Helm added that Black girls going through the child welfare system often have health conditions that go undetected “due to an overall culture of negligence when it comes to [their] health.”

“Heart arrhythmias are hard to detect, especially for people who can’t afford that kind of medical care,” Helm said. “And if you’ve gone through as much as Gynnya was going through—being in the child welfare system, getting into a fight with her mother, sitting alone in that detention center—how are you going to know it’s something more than anxiety?”

Advocates Seek Far-Reaching Reforms

The question of who bears ultimate responsibility for McMillen’s death has not yet been answered. Once the Kentucky State Police wrap up their investigation, a prosecutor is expected to present the case to a grand jury to determine whether to bring criminal charges against possible defendants.

Advocates, taking their lead from McMillen’s family, say they want accountability. A Color of Change petition addressed to Gov. Matt Bevin (R) calls for the termination of superintendent Michelle Grady, who was responsible for the Lincoln Village facility, as well as any staff who were involved in the incident.

Local organizers, meanwhile, want further-reaching reforms.

“Our main goal is a complete overhaul of Kentucky’s juvenile justice system,” M.L. Butler, a member of a group called The Voices Unheard, which has been organizing around McMillen’s case, told Rewire. “We want to see the closure of the Lincoln Village facility and the decriminalization of Black youth.”

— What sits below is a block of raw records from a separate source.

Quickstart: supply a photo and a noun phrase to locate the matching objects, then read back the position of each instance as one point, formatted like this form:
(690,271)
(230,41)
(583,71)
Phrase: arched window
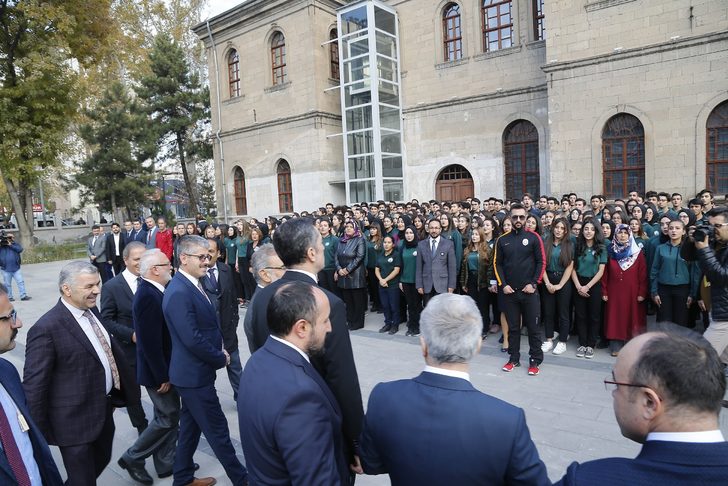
(285,192)
(539,27)
(278,58)
(623,156)
(520,151)
(234,73)
(241,200)
(334,54)
(452,32)
(454,184)
(717,150)
(497,25)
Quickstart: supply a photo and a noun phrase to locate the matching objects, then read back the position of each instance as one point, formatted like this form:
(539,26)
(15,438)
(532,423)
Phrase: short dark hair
(293,238)
(291,302)
(683,368)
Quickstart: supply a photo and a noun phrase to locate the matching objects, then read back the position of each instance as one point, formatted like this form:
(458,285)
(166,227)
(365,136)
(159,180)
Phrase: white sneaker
(560,348)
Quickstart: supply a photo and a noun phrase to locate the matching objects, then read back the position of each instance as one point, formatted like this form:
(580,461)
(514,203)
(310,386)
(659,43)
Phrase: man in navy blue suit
(290,422)
(36,465)
(437,428)
(197,353)
(667,387)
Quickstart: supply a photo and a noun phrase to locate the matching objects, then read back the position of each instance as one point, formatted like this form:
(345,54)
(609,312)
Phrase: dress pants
(201,413)
(522,307)
(588,312)
(159,439)
(85,462)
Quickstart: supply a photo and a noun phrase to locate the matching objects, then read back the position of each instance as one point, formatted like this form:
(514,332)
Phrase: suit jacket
(64,379)
(336,365)
(116,316)
(195,332)
(110,250)
(290,423)
(440,430)
(226,305)
(41,452)
(97,249)
(154,344)
(658,463)
(438,272)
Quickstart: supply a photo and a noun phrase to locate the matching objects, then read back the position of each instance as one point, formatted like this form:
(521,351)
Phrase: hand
(356,467)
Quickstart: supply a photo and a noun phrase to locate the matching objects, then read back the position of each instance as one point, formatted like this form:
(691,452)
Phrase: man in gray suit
(97,251)
(436,268)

According to the state Juvenile Justice Department’s 2012 annual report, the 48-bed facility was slated for closure in 2013 in a bid to slash the department’s expenses by $2 million. It is unclear why these plans did not go through, and the state will likely have to answer this question under pressure from activists.

Butler told Rewire in a phone interview that grassroots groups are mobilizing for a protest outside the Hardin County Justice Center on April 8 to demand justice for McMillen. Many of these groups, including Helm’s Stand Up Sundays, were among the first to call attention to McMillen’s death, staging vigils outside the detention center from as far back as January and drawing a smattering of media to an otherwise completely overlooked case.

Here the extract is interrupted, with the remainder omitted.